Muito, muito, muito raramente. Nem sempre conseguimos ter dias inspirados do ponto de vista técnico. Nem sempre a exibição corresponde ao que desejamos, mas isso não é nunca porque queiramos abdicar das nossas ideias. Mas posso dizer que recentemente, num jogo em que não estávamos felizes na construção. Num jogo que estávamos a somar perdas e a levar transições, muito por mérito do adversário naturalmente, pedi para fazermos coisas diferentes. E depois de termos chegado à vantagem pedi às laterais para não darem mais profundidade ofensiva. Como sabes, na construção assumimos um 3x4x3 e naquele determinado momento, assim que marcámos o primeiro golo do jogo, já na segunda parte, dei indicação para não haver essa projecção em profundidade das laterais, precavendo as possíveis perdas de bola.

 

Sabendo que gosta que suas  equipas tenham bola e assumam o jogo, se jogasse contra um barça, assumia a inferioridade e baixava as linhas ou tentaria ir de “igual para igual”?

 Depende sempre da qualidade que tens ao teu dispor.
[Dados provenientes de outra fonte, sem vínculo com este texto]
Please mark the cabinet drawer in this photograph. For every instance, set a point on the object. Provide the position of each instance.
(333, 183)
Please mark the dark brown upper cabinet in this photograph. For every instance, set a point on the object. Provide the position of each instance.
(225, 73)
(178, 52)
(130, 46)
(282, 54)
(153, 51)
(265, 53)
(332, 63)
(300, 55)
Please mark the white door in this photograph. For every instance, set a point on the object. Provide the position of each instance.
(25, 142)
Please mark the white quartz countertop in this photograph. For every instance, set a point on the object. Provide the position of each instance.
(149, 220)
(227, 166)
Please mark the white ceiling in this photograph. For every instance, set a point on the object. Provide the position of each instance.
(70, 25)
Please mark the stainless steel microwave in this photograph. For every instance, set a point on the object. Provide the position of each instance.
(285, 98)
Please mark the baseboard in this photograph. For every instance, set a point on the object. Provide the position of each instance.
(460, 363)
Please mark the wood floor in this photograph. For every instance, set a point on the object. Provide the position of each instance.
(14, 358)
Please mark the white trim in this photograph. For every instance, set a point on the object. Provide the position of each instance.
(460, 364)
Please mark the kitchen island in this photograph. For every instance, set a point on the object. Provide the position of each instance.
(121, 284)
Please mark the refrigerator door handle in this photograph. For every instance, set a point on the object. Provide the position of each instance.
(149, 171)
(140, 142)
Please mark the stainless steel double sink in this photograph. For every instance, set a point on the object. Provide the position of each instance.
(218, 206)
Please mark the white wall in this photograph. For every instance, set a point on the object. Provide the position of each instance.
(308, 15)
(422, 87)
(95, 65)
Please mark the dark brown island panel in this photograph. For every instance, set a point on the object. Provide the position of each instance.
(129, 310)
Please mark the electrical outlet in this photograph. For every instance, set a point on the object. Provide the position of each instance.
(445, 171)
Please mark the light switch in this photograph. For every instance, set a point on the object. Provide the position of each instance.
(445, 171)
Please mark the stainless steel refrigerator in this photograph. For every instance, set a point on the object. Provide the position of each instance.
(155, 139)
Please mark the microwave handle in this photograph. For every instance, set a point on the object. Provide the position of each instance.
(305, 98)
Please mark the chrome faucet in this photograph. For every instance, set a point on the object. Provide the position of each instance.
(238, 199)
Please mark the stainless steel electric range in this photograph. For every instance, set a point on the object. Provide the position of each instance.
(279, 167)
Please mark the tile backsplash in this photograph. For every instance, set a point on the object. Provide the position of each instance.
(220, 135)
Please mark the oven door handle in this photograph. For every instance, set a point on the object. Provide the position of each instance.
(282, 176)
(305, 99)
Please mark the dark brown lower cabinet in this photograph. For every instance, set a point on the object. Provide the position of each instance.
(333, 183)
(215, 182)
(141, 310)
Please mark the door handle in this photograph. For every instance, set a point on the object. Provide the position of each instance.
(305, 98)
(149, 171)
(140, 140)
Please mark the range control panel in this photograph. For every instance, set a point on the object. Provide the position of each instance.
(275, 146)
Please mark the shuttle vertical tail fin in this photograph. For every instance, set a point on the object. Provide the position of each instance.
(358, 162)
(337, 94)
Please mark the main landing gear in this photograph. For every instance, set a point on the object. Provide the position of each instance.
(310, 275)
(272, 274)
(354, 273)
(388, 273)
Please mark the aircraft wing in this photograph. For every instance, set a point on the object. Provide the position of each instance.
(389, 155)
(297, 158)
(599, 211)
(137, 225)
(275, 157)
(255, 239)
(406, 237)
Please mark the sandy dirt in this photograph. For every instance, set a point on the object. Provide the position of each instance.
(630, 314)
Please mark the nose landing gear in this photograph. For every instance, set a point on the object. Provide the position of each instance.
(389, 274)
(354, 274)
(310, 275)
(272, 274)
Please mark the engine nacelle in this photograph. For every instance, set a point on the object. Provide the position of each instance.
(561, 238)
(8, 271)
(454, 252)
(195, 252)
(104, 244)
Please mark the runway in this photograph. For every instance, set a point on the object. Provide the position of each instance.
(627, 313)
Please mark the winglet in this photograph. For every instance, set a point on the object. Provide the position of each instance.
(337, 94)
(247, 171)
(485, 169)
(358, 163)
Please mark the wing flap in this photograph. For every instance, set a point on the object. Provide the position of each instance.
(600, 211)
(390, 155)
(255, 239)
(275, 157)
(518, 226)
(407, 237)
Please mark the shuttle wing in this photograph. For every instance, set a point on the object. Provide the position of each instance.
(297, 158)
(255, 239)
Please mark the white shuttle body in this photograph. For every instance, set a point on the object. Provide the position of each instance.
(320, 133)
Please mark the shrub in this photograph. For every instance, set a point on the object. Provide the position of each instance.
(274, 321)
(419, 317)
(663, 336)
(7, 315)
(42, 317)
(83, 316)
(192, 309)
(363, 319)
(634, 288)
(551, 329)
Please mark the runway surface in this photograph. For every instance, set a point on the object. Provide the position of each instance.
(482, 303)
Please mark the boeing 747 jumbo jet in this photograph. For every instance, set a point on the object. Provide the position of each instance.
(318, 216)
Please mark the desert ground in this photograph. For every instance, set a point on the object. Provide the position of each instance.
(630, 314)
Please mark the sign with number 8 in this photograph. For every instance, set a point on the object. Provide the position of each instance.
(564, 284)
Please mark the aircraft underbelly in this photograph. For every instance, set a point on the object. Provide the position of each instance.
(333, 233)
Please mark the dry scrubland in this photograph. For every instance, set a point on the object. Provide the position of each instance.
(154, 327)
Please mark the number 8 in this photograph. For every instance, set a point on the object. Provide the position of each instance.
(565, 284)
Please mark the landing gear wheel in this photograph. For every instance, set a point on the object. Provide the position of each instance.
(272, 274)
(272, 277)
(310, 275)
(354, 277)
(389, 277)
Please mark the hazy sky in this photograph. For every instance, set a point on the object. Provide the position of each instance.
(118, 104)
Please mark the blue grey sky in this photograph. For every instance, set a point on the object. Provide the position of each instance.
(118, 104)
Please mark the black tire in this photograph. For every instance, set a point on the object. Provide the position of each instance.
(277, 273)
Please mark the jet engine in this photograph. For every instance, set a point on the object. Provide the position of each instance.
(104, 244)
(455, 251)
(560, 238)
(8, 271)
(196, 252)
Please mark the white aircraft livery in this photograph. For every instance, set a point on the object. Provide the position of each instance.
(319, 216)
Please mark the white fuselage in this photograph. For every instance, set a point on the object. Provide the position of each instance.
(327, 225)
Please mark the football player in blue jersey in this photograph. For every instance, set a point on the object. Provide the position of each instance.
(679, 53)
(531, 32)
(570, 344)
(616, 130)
Eu sou um defensor de que quem muito se esconde, quem muito se inferioriza menos hipóteses terá de ser bem sucedido. Por minha opção nunca baixaríamos linhas, mas a verdade é que muitas vezes a qualidade adversária nos quebra as primeiras linhas e somos obrigados a baixar para controlar a profundidade. Uma equipa minha recolhida ao seu meio campo a pensar unicamente em defender só porque naquele momento ou jogo específico não estamos a ser felizes, ou individualmente ou porque não preparei a equipa devidamente do ponto de vista colectivo para o jogo. Nunca será por vontade da equipa técnica.

 

Considera que a partilha de conhecimento entre treinadores está mais aberta ou ainda existe muito “secretismo”?
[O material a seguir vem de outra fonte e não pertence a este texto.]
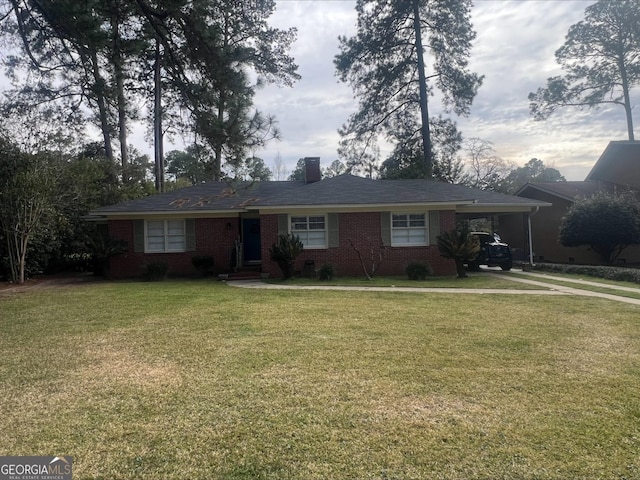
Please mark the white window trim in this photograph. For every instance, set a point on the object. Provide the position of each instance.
(425, 228)
(326, 230)
(166, 236)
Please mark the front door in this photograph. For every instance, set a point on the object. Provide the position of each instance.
(251, 240)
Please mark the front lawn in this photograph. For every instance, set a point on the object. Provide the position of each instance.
(199, 380)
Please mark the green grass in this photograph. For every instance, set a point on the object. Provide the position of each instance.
(606, 286)
(199, 380)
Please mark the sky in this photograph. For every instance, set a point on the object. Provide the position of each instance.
(514, 50)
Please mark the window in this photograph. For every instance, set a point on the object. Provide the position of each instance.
(165, 236)
(408, 229)
(311, 230)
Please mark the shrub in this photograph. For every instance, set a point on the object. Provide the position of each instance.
(607, 223)
(285, 251)
(610, 273)
(326, 272)
(155, 271)
(419, 271)
(204, 264)
(460, 246)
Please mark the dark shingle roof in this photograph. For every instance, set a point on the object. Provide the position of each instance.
(343, 190)
(567, 190)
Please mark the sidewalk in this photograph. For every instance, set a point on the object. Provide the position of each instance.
(544, 281)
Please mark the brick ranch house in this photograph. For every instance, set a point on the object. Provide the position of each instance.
(236, 224)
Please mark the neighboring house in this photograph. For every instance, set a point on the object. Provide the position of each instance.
(334, 217)
(617, 169)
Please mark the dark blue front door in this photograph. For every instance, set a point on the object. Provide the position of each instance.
(251, 239)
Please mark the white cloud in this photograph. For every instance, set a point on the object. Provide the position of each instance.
(514, 49)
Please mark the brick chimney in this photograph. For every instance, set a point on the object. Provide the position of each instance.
(312, 169)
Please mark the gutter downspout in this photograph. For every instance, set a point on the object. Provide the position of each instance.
(531, 214)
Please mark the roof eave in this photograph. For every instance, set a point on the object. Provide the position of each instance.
(164, 213)
(359, 206)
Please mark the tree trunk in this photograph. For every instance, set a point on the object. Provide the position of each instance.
(460, 270)
(157, 121)
(102, 105)
(118, 73)
(627, 102)
(422, 80)
(217, 160)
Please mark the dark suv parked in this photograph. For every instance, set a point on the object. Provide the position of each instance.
(493, 252)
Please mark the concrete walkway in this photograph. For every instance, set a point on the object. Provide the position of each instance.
(547, 284)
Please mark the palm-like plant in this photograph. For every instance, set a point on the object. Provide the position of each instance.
(460, 246)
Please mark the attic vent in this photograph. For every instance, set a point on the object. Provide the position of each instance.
(312, 169)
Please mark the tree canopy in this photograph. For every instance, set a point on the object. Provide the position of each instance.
(601, 58)
(194, 64)
(385, 65)
(607, 223)
(533, 171)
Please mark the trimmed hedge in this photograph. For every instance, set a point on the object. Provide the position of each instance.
(598, 271)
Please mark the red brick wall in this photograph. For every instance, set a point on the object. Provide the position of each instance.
(364, 230)
(212, 238)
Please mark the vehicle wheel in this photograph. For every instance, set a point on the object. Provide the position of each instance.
(473, 267)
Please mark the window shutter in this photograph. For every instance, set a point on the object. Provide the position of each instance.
(190, 234)
(385, 228)
(334, 234)
(283, 224)
(434, 227)
(138, 236)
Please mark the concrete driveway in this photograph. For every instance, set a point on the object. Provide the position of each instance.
(547, 283)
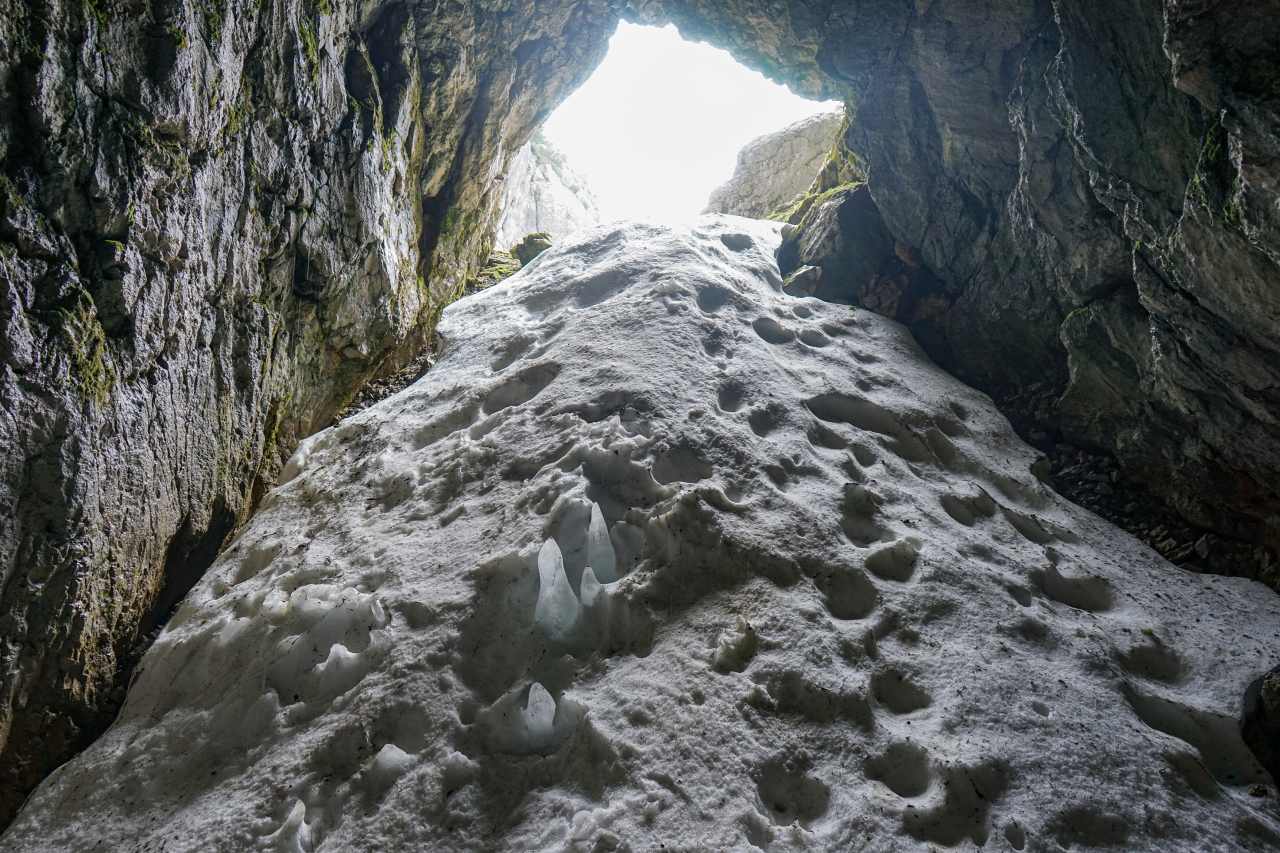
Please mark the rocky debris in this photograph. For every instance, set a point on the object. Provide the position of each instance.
(385, 387)
(530, 247)
(1096, 190)
(773, 169)
(218, 220)
(542, 192)
(658, 556)
(499, 267)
 Os treinadores começam a perceber que partilhar ideias também os ajuda a promoverem-se mais um pouco. As pessoas ficam sempre espantadas quando não me coíbo de partilhar algumas coisas do meu jogar. Mas a verdade é que o foco está nos jogadores e não creio que o sucesso de um treinador passe pelo esconder do seu trabalho.

 

Que opinião tem sobre as competências dos treinadores portugueses?

 Muito boa. Partilho da opinião de que por cá se trabalha ao nível do que de melhor se faz no mundo. Não será por acaso que somos tão requisitados em todo o lado. Somos interessados pela vertente táctica e pela operacionalização das ideias. É verdade que por vezes se sente que podia haver um pouco mais de audácia, mas cada qual sabe do seu contexto. Se vou perder o meu trabalho por perder determinado jogo, é natural que me resguarde mais. Que me exponha menos. Cada um sabe de si e há que respeitar todas as opções.

 

Quais são ou quais foram os seus treinadores de referência?
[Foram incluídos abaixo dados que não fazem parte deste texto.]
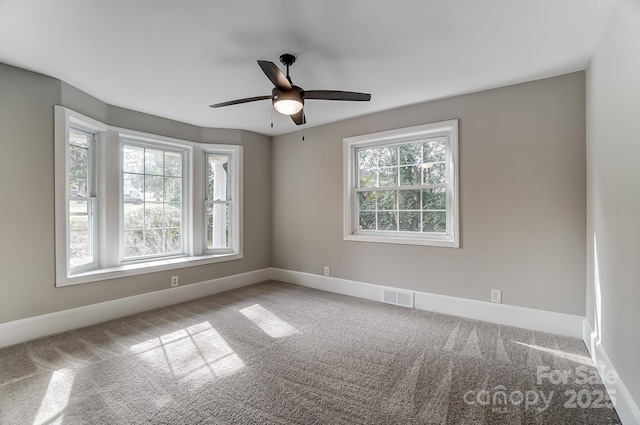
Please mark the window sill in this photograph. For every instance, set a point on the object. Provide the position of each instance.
(151, 266)
(443, 241)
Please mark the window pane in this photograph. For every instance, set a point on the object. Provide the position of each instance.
(153, 188)
(388, 177)
(133, 159)
(367, 220)
(387, 200)
(367, 200)
(80, 233)
(218, 177)
(172, 189)
(133, 188)
(367, 158)
(410, 175)
(153, 162)
(217, 226)
(79, 138)
(173, 240)
(435, 174)
(153, 215)
(172, 215)
(153, 243)
(434, 199)
(387, 220)
(152, 202)
(410, 154)
(409, 221)
(78, 171)
(388, 156)
(434, 222)
(409, 199)
(133, 243)
(173, 164)
(133, 216)
(435, 150)
(368, 178)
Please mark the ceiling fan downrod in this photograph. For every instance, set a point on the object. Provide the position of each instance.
(287, 60)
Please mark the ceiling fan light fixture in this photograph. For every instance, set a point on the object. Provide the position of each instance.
(288, 102)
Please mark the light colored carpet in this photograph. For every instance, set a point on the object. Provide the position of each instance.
(283, 354)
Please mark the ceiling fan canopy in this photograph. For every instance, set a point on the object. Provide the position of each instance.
(287, 98)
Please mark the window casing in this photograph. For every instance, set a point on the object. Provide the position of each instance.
(153, 192)
(82, 204)
(401, 186)
(129, 202)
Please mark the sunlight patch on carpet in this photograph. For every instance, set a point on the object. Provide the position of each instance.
(562, 354)
(197, 350)
(56, 398)
(271, 324)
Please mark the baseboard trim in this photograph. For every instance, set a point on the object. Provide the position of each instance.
(626, 407)
(30, 328)
(528, 318)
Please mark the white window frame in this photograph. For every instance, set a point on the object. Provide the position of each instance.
(185, 152)
(109, 200)
(233, 152)
(351, 232)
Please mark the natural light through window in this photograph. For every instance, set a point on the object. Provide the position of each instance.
(128, 202)
(152, 213)
(558, 353)
(56, 398)
(400, 186)
(271, 324)
(198, 351)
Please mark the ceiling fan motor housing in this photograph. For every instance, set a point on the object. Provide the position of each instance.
(296, 94)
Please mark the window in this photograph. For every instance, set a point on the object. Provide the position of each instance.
(129, 202)
(81, 199)
(152, 213)
(218, 202)
(401, 186)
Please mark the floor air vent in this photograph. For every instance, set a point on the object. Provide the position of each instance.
(403, 298)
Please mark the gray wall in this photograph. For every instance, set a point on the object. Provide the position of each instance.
(27, 278)
(613, 192)
(522, 199)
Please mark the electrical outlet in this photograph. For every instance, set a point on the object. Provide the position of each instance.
(496, 296)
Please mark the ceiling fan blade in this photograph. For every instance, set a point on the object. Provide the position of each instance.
(299, 117)
(239, 101)
(275, 75)
(337, 95)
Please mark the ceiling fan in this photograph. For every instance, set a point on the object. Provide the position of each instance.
(287, 98)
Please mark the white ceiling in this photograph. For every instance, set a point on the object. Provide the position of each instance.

Primeiro Mourinho. Foi quem mais me marcou. Depois surgiu Guardiola, que considero o mais genial de sempre. É de genialidade que se fala mesmo, porque não é fácil entender as dinâmicas que cria.

 

Qual a sua opinião sobre o nosso Site? Queres deixar uma mensagem aos muitos treinadores que nos visitam?

Está fantástico. Creio que poderá ser uma referência para todos nós. É um projecto inovador e que me desperta bastante a curiosidade em explorar mais. Em interagir mais.

 

Muito Obrigado pela disponibilidade e pela colaboração.